Im Rahmen einer Online-Konferenz am 10. November 2021 wurde das Thema unterirdische Leitungskanäle im urbanen Raum vertieft. Die Veranstaltung diente im Rahmen eines durch die Deutsche Bundesstiftung Umwelt (DBU) fachlich und finanziell geförderten Wissenstransfers für Kommunen und Versorgungsunternehmen dazu, unterirdische, begehbare Leitungskanäle als langfristige umwelt- und ressourcenschonende Infrastrukturbauwerke im urbanen Raum als Alternative zur unmittelbaren Erdverlegung von Leitungen bekannt zu machen.

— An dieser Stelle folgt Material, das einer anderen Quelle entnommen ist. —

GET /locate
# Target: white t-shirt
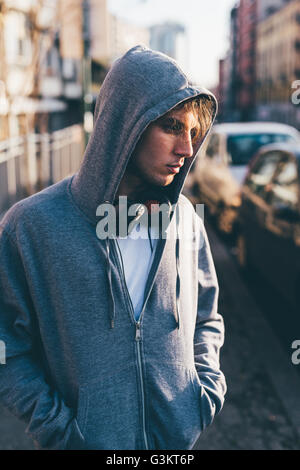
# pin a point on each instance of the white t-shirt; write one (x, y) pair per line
(137, 255)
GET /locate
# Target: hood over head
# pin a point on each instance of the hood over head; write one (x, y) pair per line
(141, 86)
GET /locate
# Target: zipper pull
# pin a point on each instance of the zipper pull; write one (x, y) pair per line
(138, 332)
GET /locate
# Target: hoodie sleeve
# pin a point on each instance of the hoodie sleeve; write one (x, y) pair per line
(24, 390)
(209, 335)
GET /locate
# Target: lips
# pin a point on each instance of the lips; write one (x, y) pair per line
(174, 168)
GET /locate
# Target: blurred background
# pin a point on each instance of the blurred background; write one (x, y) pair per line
(54, 56)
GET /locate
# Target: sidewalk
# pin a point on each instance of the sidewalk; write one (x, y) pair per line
(262, 408)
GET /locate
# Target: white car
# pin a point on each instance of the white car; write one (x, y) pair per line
(218, 173)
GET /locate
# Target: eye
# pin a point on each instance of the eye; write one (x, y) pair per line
(194, 133)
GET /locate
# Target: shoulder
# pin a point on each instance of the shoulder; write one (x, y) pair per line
(32, 211)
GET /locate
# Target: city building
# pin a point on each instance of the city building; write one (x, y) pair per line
(278, 64)
(124, 35)
(266, 8)
(245, 58)
(170, 38)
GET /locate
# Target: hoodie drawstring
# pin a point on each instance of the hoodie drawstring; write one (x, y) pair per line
(177, 270)
(112, 308)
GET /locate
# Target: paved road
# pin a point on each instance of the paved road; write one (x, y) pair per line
(262, 409)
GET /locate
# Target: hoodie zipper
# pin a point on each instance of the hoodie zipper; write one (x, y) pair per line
(138, 340)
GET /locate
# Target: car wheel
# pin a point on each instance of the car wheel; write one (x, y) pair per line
(242, 255)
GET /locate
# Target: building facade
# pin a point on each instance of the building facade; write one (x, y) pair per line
(278, 64)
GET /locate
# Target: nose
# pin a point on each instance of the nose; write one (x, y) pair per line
(184, 147)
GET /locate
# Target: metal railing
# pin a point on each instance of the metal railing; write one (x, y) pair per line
(32, 162)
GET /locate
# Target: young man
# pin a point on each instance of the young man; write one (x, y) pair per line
(112, 343)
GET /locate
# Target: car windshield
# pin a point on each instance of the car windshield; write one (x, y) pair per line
(242, 147)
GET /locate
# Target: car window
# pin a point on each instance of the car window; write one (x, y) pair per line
(285, 185)
(241, 148)
(213, 146)
(262, 172)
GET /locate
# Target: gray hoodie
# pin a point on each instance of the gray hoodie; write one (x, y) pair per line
(80, 370)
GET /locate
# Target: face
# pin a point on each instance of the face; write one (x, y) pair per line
(163, 148)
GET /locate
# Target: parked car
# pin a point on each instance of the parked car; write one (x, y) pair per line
(217, 175)
(269, 218)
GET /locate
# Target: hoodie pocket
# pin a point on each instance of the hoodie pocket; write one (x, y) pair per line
(108, 412)
(174, 406)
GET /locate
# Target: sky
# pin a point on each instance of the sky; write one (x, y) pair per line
(206, 22)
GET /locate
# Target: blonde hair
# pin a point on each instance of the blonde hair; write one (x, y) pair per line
(204, 108)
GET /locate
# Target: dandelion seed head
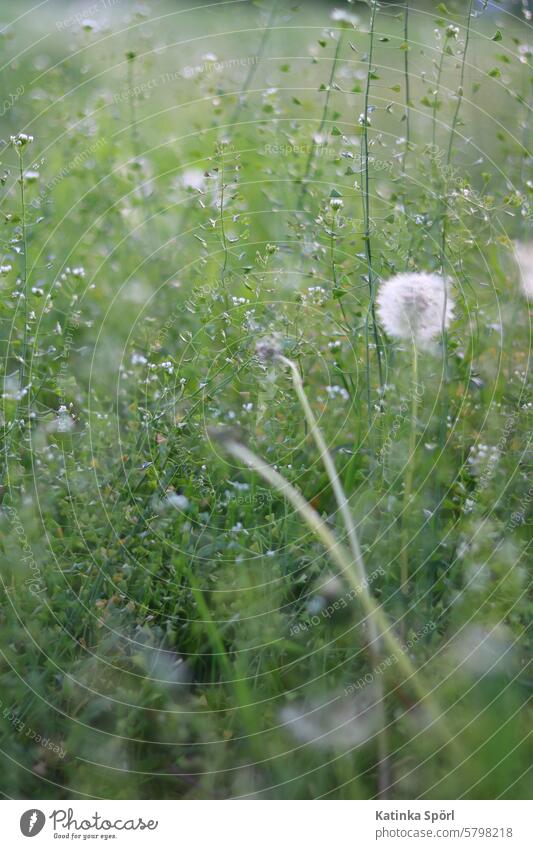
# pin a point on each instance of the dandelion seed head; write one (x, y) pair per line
(344, 17)
(268, 349)
(415, 307)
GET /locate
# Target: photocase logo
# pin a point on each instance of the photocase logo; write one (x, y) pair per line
(32, 822)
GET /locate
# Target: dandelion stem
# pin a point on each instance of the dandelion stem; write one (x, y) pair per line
(365, 187)
(22, 368)
(407, 85)
(404, 558)
(445, 364)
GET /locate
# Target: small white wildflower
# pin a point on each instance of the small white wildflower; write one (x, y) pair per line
(21, 140)
(342, 16)
(524, 257)
(479, 651)
(337, 392)
(180, 502)
(268, 349)
(339, 721)
(415, 307)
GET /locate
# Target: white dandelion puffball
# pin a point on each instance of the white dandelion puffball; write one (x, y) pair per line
(524, 258)
(415, 307)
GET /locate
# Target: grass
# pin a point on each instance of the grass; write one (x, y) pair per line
(225, 575)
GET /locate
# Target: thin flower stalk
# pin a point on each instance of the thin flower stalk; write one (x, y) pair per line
(365, 189)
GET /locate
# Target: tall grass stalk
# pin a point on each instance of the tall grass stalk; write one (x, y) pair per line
(365, 189)
(408, 486)
(344, 559)
(312, 152)
(346, 513)
(445, 363)
(10, 433)
(407, 85)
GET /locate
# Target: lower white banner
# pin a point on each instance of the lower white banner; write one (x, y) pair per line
(265, 824)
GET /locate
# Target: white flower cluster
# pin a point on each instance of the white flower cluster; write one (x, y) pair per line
(524, 257)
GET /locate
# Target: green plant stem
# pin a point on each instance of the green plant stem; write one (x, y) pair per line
(349, 524)
(436, 95)
(344, 560)
(312, 151)
(445, 363)
(407, 85)
(22, 368)
(253, 67)
(461, 84)
(365, 186)
(408, 486)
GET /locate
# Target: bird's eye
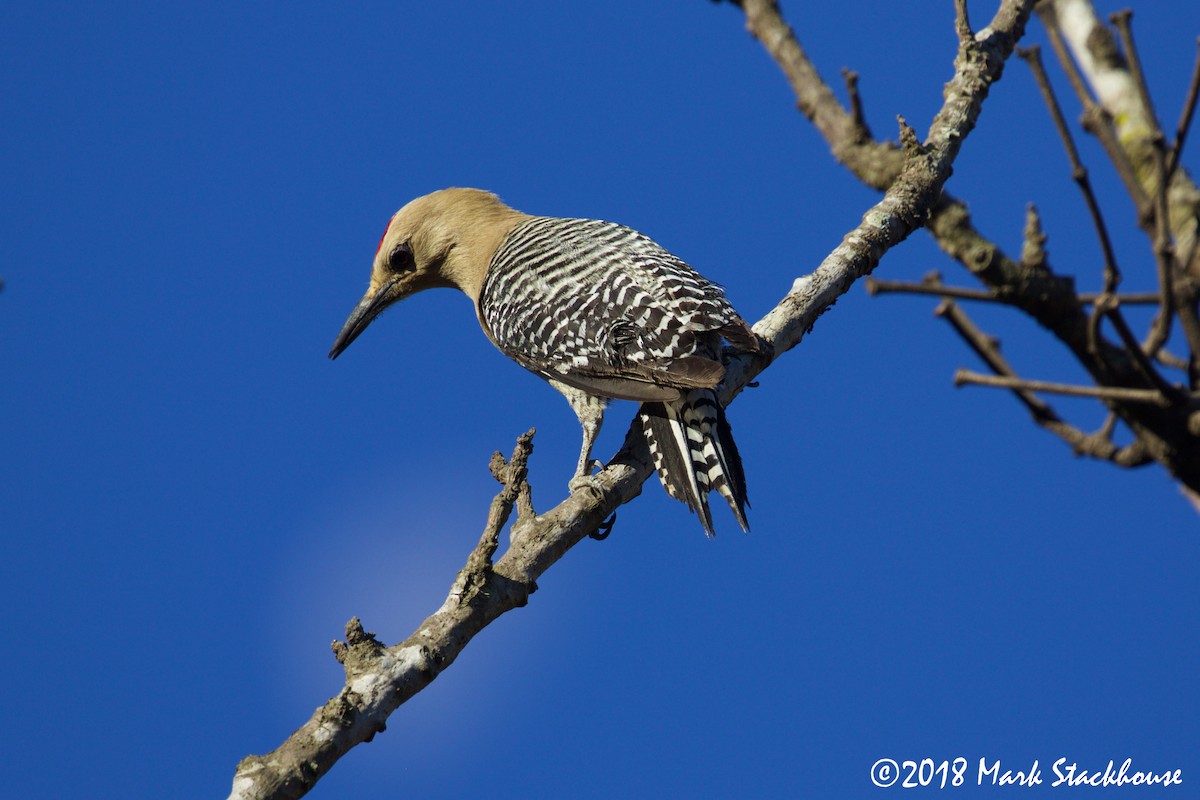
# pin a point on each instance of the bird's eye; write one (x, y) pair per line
(401, 258)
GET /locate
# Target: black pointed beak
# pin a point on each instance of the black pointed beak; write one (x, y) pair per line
(364, 313)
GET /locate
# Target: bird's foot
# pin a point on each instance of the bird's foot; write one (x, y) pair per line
(605, 528)
(586, 483)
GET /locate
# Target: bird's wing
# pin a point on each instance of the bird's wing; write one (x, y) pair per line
(604, 308)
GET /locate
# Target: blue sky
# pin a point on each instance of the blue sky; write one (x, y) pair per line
(193, 499)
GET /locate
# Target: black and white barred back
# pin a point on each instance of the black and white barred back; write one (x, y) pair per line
(606, 310)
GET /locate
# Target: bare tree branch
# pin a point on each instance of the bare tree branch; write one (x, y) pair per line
(379, 678)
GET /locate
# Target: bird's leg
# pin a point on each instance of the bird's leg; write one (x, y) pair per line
(589, 410)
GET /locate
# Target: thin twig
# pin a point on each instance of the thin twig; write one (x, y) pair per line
(1096, 445)
(1096, 119)
(1122, 20)
(856, 103)
(1161, 329)
(879, 286)
(1149, 396)
(1108, 306)
(1032, 55)
(988, 349)
(1189, 107)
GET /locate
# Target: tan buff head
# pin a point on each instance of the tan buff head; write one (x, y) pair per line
(444, 239)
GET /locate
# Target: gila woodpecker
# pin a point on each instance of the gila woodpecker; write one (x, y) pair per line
(598, 310)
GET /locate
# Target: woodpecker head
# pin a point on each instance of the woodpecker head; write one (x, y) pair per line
(444, 239)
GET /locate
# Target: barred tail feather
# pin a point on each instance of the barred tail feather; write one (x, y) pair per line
(694, 452)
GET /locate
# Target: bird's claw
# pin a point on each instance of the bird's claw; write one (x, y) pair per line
(605, 528)
(586, 483)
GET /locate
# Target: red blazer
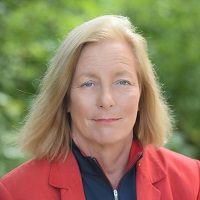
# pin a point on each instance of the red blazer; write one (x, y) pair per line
(161, 175)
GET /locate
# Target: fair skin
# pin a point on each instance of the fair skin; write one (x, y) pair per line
(104, 102)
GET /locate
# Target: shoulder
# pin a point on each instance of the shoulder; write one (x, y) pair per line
(174, 164)
(24, 179)
(36, 167)
(171, 159)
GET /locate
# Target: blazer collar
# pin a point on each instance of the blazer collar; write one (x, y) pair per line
(66, 176)
(149, 172)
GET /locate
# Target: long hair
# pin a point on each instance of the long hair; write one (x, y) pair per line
(46, 131)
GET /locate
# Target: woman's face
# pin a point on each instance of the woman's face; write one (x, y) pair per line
(105, 94)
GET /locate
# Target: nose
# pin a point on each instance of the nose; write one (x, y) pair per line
(106, 98)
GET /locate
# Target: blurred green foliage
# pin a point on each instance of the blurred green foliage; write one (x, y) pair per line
(30, 32)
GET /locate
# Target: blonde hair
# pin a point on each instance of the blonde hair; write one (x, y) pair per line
(46, 132)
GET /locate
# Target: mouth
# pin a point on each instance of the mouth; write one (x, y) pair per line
(107, 120)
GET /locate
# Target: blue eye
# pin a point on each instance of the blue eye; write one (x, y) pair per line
(123, 82)
(87, 84)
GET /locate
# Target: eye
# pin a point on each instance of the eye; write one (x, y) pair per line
(87, 84)
(124, 82)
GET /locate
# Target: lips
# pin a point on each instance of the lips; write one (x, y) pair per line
(107, 120)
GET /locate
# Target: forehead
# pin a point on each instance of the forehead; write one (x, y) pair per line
(106, 54)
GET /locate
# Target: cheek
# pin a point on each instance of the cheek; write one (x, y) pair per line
(80, 104)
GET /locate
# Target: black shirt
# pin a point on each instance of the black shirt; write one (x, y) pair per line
(97, 186)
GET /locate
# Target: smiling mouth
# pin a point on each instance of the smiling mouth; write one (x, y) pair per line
(107, 120)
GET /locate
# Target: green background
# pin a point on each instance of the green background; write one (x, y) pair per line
(31, 31)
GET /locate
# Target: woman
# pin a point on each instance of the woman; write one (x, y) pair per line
(98, 124)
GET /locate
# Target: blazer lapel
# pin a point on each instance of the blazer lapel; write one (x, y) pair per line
(66, 176)
(148, 173)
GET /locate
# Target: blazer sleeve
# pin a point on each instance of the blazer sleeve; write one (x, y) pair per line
(4, 194)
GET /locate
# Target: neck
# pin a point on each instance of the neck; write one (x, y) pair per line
(113, 158)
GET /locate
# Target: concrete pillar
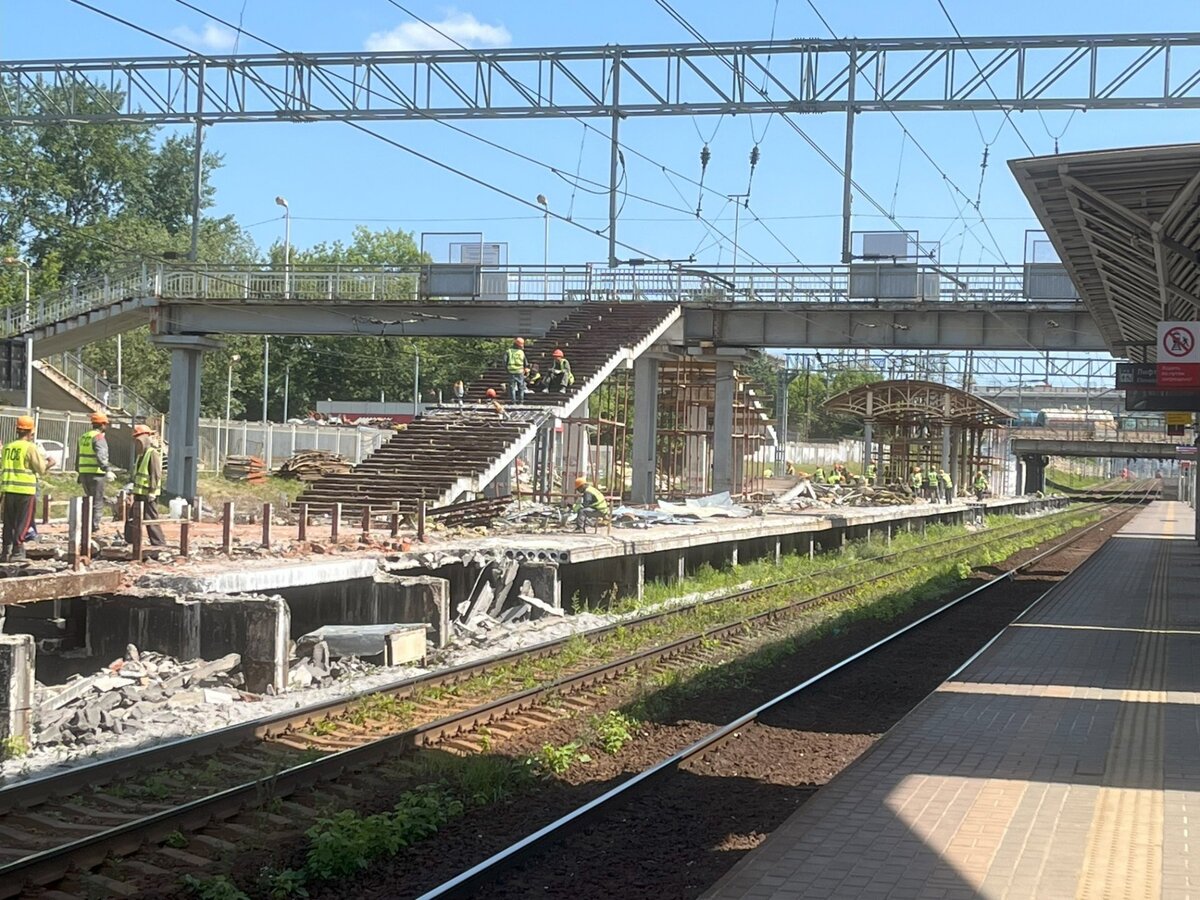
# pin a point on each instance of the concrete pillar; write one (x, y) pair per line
(184, 421)
(868, 442)
(161, 623)
(646, 414)
(411, 599)
(255, 627)
(723, 429)
(17, 654)
(543, 580)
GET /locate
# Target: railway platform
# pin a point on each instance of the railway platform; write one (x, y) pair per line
(1063, 760)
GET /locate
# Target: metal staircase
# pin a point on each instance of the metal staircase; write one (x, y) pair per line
(451, 453)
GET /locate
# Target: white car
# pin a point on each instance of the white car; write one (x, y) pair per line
(55, 453)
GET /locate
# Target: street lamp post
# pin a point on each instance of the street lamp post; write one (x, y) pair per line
(29, 335)
(287, 246)
(229, 397)
(545, 246)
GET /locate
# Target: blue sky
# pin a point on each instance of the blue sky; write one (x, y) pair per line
(335, 177)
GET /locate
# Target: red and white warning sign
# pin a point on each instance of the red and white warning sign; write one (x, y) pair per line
(1179, 354)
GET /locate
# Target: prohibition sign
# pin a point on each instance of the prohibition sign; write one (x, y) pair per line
(1179, 341)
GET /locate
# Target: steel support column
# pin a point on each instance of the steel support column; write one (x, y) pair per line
(646, 414)
(184, 409)
(723, 429)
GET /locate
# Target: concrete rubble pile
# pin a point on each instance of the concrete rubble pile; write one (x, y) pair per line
(132, 694)
(809, 495)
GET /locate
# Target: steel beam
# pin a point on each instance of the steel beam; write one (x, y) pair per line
(1123, 71)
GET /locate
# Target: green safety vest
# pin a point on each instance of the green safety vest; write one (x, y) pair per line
(142, 474)
(594, 499)
(89, 463)
(16, 477)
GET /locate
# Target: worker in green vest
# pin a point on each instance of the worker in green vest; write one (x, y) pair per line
(91, 461)
(591, 505)
(515, 365)
(23, 463)
(147, 485)
(931, 485)
(979, 485)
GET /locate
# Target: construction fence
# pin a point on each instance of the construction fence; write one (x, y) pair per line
(219, 438)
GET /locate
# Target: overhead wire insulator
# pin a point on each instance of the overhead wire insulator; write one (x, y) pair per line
(705, 156)
(755, 155)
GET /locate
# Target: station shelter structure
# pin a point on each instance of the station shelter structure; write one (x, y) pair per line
(915, 423)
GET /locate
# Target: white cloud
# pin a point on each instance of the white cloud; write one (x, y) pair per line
(462, 27)
(213, 37)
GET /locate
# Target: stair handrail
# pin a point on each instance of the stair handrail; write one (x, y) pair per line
(114, 397)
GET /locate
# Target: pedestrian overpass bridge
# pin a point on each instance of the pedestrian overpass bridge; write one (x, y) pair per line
(871, 304)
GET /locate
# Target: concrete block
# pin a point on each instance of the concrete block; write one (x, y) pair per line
(155, 622)
(258, 628)
(17, 653)
(543, 579)
(413, 598)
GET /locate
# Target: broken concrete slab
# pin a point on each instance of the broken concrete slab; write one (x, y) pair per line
(17, 653)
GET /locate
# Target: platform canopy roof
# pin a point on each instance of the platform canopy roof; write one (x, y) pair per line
(913, 402)
(1127, 226)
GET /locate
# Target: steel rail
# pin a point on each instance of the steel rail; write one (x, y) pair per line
(537, 843)
(47, 865)
(31, 792)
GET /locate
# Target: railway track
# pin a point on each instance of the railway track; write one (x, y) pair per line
(525, 851)
(72, 822)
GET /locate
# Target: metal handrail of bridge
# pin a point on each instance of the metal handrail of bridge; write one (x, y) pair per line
(526, 283)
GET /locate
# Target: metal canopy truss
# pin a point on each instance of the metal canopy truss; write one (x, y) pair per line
(1127, 226)
(913, 402)
(803, 76)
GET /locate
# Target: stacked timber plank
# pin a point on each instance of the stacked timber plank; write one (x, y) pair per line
(313, 466)
(245, 468)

Infrastrukturkanal im Gewerbegebiet Wachau
Bild: GIBA mbH & EGW Entwicklungsgesellschaft für Gewerbe und Wohnen mbH
Zwar ist die Errichtung von begehbaren Leitungskanälen in der Erstinvestition teuer, doch bieten sich dafür Vorteile, wie die Bündelung von Trassen unterschiedlicher Medien. Zudem können in den Leitungskanälen grabenlos Nachinstallationen erfolgen, wie sie durch den technologischen Fortschritt, z.B. beim Verlegen von Glasfaserkabeln, immer wieder notwendig sind. Hier bieten die Leitungskanäle eine hohe Flexibilität. Durch eine immer stärker erfolgende Nachverdichtung der Bebauung insbesondere in den Städten und Gemeinden, bietet es sich zudem an, den Untergrund intensiver für die Medienversorgung zu nutzen. Auch vor dem Hintergrund des Klimawandels bieten sich unterirdische Leitungskanäle als „smarte“ Lösungsalternative für die notwendige Widerstandsfähigkeit und Nachhaltigkeit an.
Leitungskanal nach fünfjährigem Betrieb
Foto: GIBA mbH
Das wurde im Rahmen der Onlineveranstaltung rasch deutlich. Gerade im fernöstlichen Raum und weltweit bei neu entstehenden Städten sind unterirdische Leitungskanäle im urbanen Raum fester Bestandteil der urbanen Planung. Dies wird u.a. dadurch deutlich, dass entsprechende internationale Normungsaktivitäten insbesondere durch Japan und China vorangetrieben werden, wie Prof. Dr.-Ing. habil. Bert Bosseler, IKT – Institut für Unterirdische Infrastruktur gGmbH in seinem Grußwort deutlich machte. Die Leitungskanäle (englisch: utility tunnels) passen demnach zu den Nachhaltigkeitszielen der Vereinten Nationen. An Punkt 11 – „sustainable cities“ – knüpfen dann konsequenterweise die entsprechenden Normungsaktivitäten im ISO TC 268 (ISO/AWI 37175) an. Ziel ist die Zusammenfassung verschiedener Infrastrukturaufgaben wie Energie, Wasser, Abwasser, Müll usw. Die Überarbeitung des GSTT – Leitfadens zu Planung, Bau und Betrieb unterirdischer Leitungskanäle im Rahmen eines AGFW – Projektkreises wird dem auch im deutschen Sprachraum gerecht.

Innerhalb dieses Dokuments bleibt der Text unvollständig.